HERC: Ask an Economist: February 2018
Attention A T users. To access the menus on this page please perform the following steps. 1. Please switch auto forms mode to off. 2. Hit enter to expand a main menu option (Health, Benefits, etc). 3. To enter and activate the submenu links, hit the down arrow. You will now be able to tab or arrow up or down through the submenu options to access/activate the submenu links.

Ask an Economist: February 2018

Q: How do I evaluate the uncertainty of an incremental cost-effectiveness ratio?

A: Here, we will define an incremental cost-effectiveness ratio (ICER), discuss how to evaluate statistical uncertainty, and present a method for finding the variation in the ICER using SAS.

Definition of the incremental cost-effectiveness ratio

The incremental cost-effectiveness ratio is a way of finding if an intervention yields sufficient value to justify its cost. We compare the treated group to the control group, and find the difference in cost, and differences in effectiveness. Their ratio is the incremental cost-effectiveness ratio (ICER).


Statistical uncertainty of the ICER

Although the ICER appears to be a continuous variable that can be represented by a 95% confidence interval, this is not correct. Each value of the ICER represents two points in the plot of cost vs. effectiveness. For example, an ICER of $100,000 Quality-Adjusted Life Year (QALY) results if the intervention costs $100,000 and yields 1 QALY, and if the intervention saves $100,000 at a loss of 1 QALY. To learn more about the QALY, visit the Cost Effectiveness Analysis page on the HERC website.

The statistical uncertainty for an ICER must be regarded as a point in a confidence ellipsoid plotted in two-dimensional space, with cost plotted on the Y axis and effectiveness plotted on the X axis.

We can find the variation in the ICER by randomly sampling the source dataset.
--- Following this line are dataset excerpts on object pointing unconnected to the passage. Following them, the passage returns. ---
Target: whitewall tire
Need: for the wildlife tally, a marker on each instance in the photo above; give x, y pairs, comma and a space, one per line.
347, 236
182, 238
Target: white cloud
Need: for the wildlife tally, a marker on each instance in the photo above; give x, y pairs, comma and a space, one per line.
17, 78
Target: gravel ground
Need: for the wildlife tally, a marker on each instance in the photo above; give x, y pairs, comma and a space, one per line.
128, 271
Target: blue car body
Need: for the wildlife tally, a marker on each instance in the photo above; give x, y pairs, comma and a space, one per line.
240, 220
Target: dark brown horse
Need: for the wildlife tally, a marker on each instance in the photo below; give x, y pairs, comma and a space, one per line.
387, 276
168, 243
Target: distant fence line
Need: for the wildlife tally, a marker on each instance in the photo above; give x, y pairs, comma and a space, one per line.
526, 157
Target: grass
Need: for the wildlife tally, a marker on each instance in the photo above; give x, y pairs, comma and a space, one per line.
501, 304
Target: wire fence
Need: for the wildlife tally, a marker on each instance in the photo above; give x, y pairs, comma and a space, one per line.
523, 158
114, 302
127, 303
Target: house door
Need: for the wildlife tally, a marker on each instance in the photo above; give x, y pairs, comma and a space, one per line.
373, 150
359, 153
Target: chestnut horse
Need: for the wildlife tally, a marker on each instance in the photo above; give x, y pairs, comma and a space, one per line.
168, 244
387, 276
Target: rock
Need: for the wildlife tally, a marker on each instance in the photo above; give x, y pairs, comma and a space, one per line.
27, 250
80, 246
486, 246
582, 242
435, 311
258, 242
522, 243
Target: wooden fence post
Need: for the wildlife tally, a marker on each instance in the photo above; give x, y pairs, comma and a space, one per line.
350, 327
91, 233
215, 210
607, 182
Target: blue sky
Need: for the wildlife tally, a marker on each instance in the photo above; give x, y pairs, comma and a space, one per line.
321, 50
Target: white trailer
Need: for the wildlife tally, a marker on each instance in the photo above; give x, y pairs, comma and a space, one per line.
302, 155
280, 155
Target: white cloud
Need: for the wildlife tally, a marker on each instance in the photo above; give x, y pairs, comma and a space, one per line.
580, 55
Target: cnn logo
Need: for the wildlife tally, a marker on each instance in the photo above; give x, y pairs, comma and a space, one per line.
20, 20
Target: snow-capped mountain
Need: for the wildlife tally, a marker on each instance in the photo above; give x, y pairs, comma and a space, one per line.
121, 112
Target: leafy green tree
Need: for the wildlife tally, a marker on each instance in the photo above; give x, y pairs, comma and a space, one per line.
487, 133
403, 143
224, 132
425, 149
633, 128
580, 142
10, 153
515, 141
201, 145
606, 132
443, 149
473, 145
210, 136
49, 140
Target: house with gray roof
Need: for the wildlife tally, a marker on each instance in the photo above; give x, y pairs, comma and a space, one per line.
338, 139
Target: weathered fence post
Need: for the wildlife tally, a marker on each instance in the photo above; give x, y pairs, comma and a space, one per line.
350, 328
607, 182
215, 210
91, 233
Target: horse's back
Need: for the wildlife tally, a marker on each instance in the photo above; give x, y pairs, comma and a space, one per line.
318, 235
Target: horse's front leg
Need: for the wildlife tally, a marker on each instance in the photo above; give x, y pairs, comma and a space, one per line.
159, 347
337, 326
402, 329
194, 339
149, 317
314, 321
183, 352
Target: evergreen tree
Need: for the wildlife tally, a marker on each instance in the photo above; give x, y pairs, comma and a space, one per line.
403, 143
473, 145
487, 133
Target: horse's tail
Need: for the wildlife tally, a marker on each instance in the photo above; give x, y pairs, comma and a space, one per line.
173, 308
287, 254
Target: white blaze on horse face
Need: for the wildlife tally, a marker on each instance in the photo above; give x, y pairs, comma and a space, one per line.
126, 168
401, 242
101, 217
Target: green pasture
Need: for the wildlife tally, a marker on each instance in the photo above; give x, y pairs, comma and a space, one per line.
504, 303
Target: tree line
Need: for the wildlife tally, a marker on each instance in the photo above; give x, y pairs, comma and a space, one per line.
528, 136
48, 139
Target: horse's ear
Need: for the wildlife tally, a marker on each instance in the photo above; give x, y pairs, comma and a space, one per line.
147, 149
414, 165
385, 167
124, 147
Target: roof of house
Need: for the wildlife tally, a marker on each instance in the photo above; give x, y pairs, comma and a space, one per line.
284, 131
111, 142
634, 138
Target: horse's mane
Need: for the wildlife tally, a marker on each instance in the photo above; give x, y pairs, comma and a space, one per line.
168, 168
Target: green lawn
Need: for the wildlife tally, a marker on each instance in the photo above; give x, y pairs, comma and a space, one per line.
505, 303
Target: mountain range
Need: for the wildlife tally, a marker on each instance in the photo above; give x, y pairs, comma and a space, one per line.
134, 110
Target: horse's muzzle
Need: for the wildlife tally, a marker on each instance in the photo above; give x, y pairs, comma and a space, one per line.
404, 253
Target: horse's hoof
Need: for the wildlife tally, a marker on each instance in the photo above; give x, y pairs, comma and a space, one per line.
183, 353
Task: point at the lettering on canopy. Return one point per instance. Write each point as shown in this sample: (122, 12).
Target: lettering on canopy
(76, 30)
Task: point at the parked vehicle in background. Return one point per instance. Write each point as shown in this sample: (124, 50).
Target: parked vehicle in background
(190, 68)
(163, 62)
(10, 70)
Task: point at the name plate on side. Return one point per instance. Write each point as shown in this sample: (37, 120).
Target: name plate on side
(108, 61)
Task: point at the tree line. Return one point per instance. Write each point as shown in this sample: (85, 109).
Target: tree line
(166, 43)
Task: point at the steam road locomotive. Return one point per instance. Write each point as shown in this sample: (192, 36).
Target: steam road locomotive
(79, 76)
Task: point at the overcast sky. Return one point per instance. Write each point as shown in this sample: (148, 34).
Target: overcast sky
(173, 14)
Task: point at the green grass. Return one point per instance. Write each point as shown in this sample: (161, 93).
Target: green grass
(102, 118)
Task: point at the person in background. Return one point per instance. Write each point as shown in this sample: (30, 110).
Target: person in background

We find a large number of points that can be plotted in the two-dimensional space, and evaluate the distribution of points over the region. In clinical trials, we can use bootstrap sampling to find these points. (Methods for doing this using SAS are described below). For medical decision models, probabilistic sensitivity analysis generates these points.

Evaluating points in the confidence region

Consider the following plot of the incremental effect of the intervention on cost (Y axis) and its incremental effect on effectiveness (on the X axis).


At point A, and all points the in the lower right quadrant, the intervention dominates the control because it is more effective and less costly.

At point B, and all points in the upper left quadrant, the intervention is dominated by the control because it is less effective and more costly.

For the upper right and lower left quadrants, we can determine if a point is cost-effective only if we have a willingness to pay threshold. In the U.S. thresholds of $50,000/QALY or $100,000/QALY are often used.

At points C and D, the intervention is more costly and more effective, but only point C is cost-effective. This is because the cost per unit increase in effectiveness is less than the willingness to pay threshold. Point D is not cost-effective, because it is too costly per unit gain in effectiveness.

At points E and F, the intervention is less costly and less effective. Only point E is cost-effective because the reduction in costs per unit reduction in effectiveness is sufficiently high. In other words, the resources saved by the study intervention are more than the societal accepted level (the willingness to pay) per unit decrease in effectiveness.

Bootstrap sampling of the ICER with SAS

Bootstrap sampling is a method used in clinical trials to find the variation in the ICER. PROC SURVEYSELECT is a SAS procedure that can be used to select bootstrap samples.

The syntax is:

proc surveyselect data=mycohort out=bootsample method=urs samprate=1 outhits reps=1000 noprint;

* Data= specifies the source dataset being sampled. The source data has person-level observations with cost, outcomes, and indicator of treatment group.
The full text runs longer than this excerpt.